Estátua
Praticamente aposentada, agora em quarentena, experimento uma mudança incômoda (duas palavras ressoam nessa frase: aposento e cômodo).
Trata-se de uma relação alterada com o tempo. Até o estabelecimento da crise com o corona vírus, o futuro era um horizonte cinza-azulado, uniforme e amplo que se confundia com o agora.
Mas uma expectativa surgiu, associada ao que acontecerá amanhã ou na semana que vem, uma espera ansiosa para vislumbrar alguma forma ou significado e o outro lado do momento, como um depois.
Estou com pressa de não sei o quê.
Havia uma brincadeira na minha infância na qual uma fila de crianças ficava ouvindo a contagem em um e dois e três, feita por uma outra, de costas para elas, que podia virar-se a qualquer hora. O objetivo do jogo era avançar sem ser visto enquanto a contadora não olhasse para trás. Se ela flagrasse alguém correndo, ou se mexendo, o culpado era eliminado.

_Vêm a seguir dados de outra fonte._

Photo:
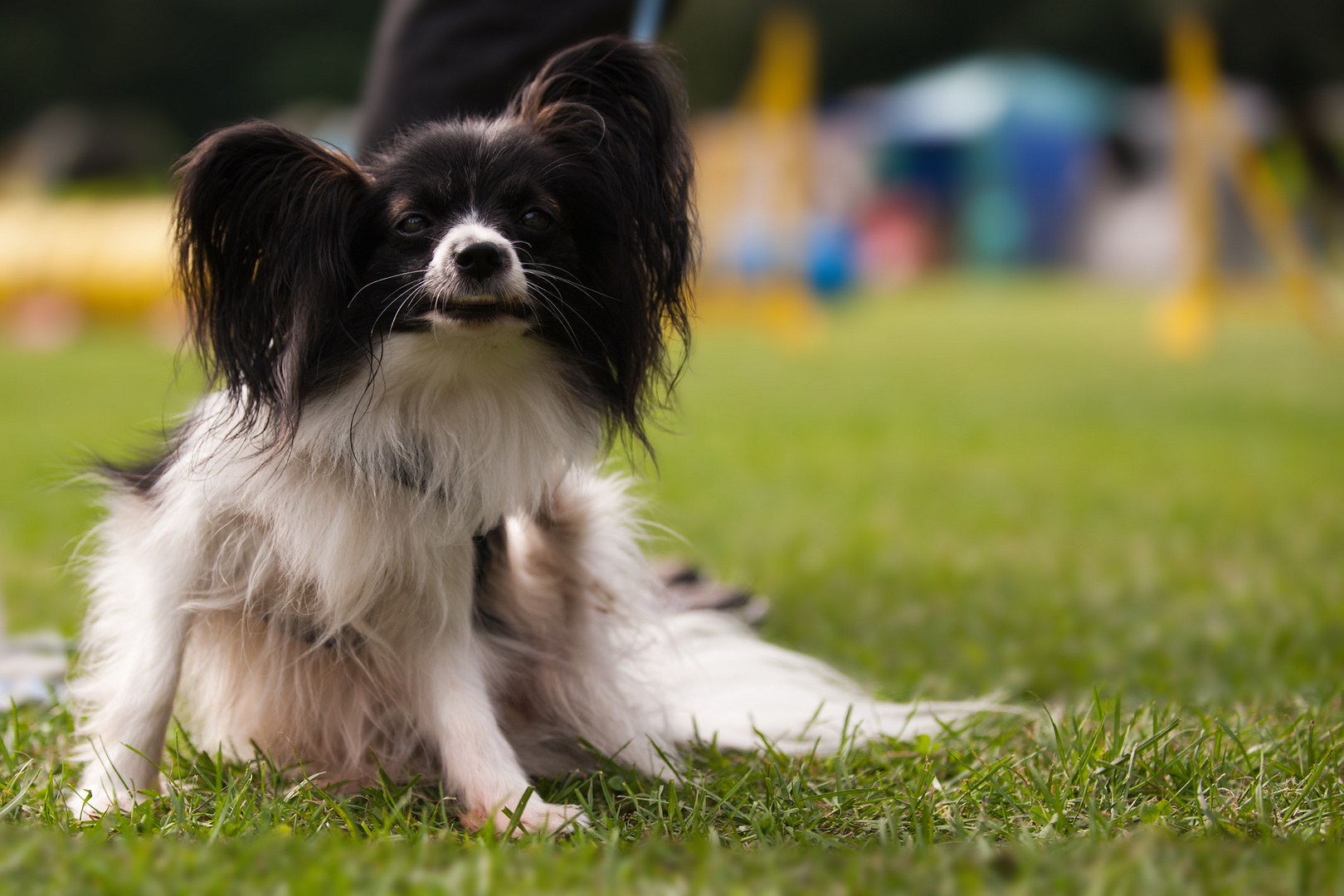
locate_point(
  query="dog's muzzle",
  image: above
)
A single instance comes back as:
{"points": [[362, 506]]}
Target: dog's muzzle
{"points": [[476, 270]]}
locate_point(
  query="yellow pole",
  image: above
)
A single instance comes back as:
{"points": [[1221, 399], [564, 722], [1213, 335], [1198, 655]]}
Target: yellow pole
{"points": [[1187, 316], [1210, 139]]}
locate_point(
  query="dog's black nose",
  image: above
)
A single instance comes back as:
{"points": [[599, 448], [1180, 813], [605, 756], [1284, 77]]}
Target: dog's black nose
{"points": [[479, 260]]}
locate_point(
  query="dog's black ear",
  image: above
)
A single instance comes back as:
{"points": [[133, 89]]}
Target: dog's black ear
{"points": [[617, 110], [262, 232]]}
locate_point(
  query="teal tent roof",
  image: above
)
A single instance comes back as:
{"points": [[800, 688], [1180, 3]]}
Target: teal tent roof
{"points": [[975, 97]]}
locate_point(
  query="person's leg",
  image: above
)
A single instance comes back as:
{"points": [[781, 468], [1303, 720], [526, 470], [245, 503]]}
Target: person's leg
{"points": [[446, 58]]}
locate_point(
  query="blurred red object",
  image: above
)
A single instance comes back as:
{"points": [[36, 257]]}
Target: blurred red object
{"points": [[895, 241]]}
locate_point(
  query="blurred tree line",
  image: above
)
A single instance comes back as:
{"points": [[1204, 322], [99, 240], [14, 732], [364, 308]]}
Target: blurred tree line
{"points": [[203, 63]]}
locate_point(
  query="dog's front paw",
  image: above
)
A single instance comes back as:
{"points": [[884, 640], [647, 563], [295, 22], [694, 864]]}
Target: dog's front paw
{"points": [[97, 794], [537, 816]]}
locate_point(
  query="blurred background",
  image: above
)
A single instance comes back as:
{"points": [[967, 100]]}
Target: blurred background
{"points": [[1014, 367], [843, 144]]}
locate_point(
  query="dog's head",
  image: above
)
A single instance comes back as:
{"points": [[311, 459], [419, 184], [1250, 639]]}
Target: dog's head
{"points": [[567, 219]]}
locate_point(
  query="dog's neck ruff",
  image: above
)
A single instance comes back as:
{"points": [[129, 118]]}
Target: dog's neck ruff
{"points": [[477, 422]]}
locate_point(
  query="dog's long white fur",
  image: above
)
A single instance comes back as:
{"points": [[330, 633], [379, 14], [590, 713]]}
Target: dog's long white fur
{"points": [[318, 601]]}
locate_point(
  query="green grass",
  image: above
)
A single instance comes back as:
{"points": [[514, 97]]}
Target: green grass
{"points": [[979, 488]]}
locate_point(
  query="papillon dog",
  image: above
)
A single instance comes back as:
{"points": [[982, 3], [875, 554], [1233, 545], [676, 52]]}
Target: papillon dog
{"points": [[385, 539]]}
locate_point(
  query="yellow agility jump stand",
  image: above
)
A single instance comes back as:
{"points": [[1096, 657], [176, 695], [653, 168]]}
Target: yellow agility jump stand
{"points": [[1210, 141]]}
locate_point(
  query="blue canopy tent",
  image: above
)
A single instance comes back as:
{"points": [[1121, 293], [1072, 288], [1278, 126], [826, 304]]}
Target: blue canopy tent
{"points": [[999, 145]]}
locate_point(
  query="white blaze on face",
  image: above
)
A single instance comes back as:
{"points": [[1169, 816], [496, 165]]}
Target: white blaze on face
{"points": [[448, 282]]}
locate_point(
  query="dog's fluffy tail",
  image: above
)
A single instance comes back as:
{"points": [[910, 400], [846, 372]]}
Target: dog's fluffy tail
{"points": [[722, 684]]}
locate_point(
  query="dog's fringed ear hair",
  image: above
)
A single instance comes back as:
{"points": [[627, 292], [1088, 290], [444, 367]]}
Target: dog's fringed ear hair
{"points": [[616, 109], [262, 234]]}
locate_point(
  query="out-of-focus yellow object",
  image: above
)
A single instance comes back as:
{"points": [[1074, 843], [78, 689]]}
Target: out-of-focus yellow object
{"points": [[754, 183], [784, 80], [1209, 140], [110, 256]]}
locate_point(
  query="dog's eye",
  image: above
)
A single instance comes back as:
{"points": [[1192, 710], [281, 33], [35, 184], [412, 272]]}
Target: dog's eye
{"points": [[411, 225], [537, 219]]}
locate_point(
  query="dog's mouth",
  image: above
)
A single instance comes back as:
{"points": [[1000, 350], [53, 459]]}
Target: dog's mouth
{"points": [[479, 309]]}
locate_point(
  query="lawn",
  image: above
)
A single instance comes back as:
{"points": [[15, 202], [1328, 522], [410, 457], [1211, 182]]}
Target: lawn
{"points": [[980, 486]]}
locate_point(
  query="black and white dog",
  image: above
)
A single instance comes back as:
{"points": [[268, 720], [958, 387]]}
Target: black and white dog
{"points": [[385, 538]]}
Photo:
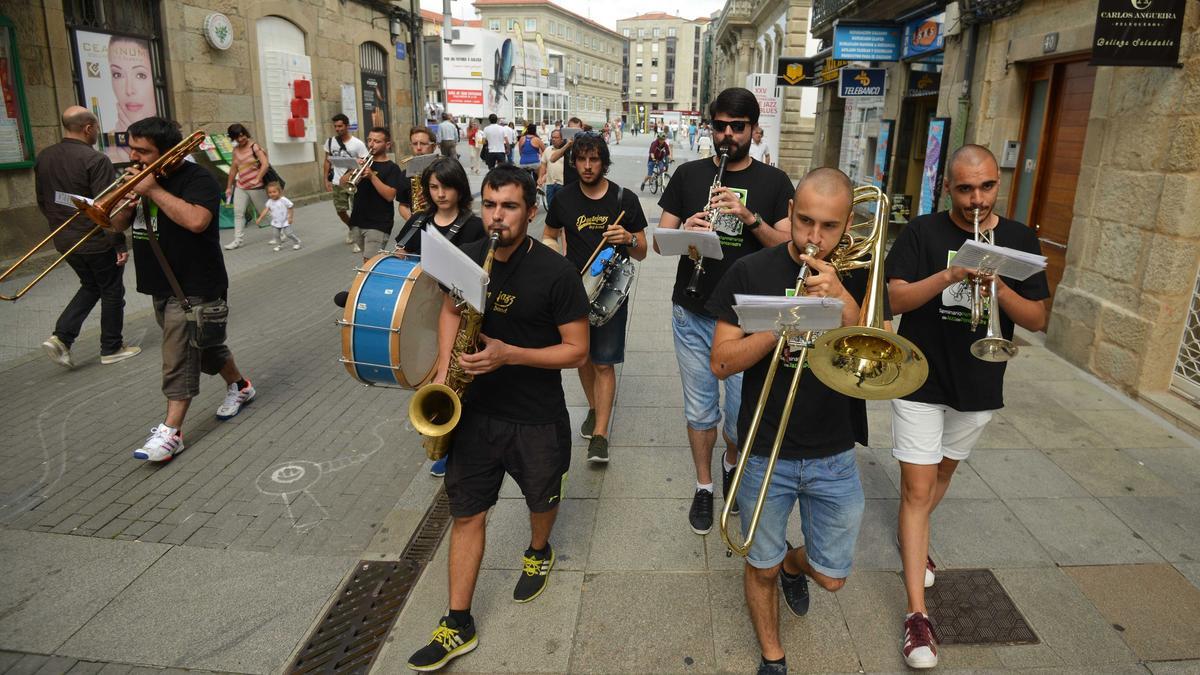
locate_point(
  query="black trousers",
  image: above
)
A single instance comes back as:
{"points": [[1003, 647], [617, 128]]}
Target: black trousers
{"points": [[100, 281]]}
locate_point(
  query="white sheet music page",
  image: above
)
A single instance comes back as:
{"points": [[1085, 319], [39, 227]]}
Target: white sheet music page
{"points": [[762, 314], [453, 268], [1007, 262]]}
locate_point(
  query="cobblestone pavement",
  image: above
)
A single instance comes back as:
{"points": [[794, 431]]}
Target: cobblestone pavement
{"points": [[1086, 508]]}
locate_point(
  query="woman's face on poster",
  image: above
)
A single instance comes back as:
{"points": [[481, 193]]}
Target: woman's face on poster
{"points": [[129, 65]]}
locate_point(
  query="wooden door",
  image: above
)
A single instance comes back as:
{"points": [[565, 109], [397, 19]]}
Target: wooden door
{"points": [[1060, 151]]}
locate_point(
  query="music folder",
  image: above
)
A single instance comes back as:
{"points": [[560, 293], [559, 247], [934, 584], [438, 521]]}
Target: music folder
{"points": [[453, 268], [677, 243]]}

Creio que o jogo se chamava “Estátua“.
Agora vejo-me participando de uma competição parecida de algum modo pois preciso saber quando devo correr e quando preciso parar, fixada na gestualidade do instante interrompido.
Agora eu quero ver o rosto de quem está prestes a se voltar para mim, antes de ser pega indo ao seu encalço.
Estou com pressa. Muita pressa!
Só que esse jogo não tem muito sentido. É uma pressa boba. E neste jogo nem mesmo estou em movimento.
Já virei estátua?
Estou com saudades do mundo! Me antecipando…
Ainda não sei se é angústia mesmo ou se é apreensão pela angústia que está por vir!
Por ora, meu mundo está em suspensão…
Creio que todos nós estamos assim, os assentados quer dizer.
Há os cegos entusiasmados com feriados e festas. A coisa boa: o planeta tem um período de férias da nossa poluição!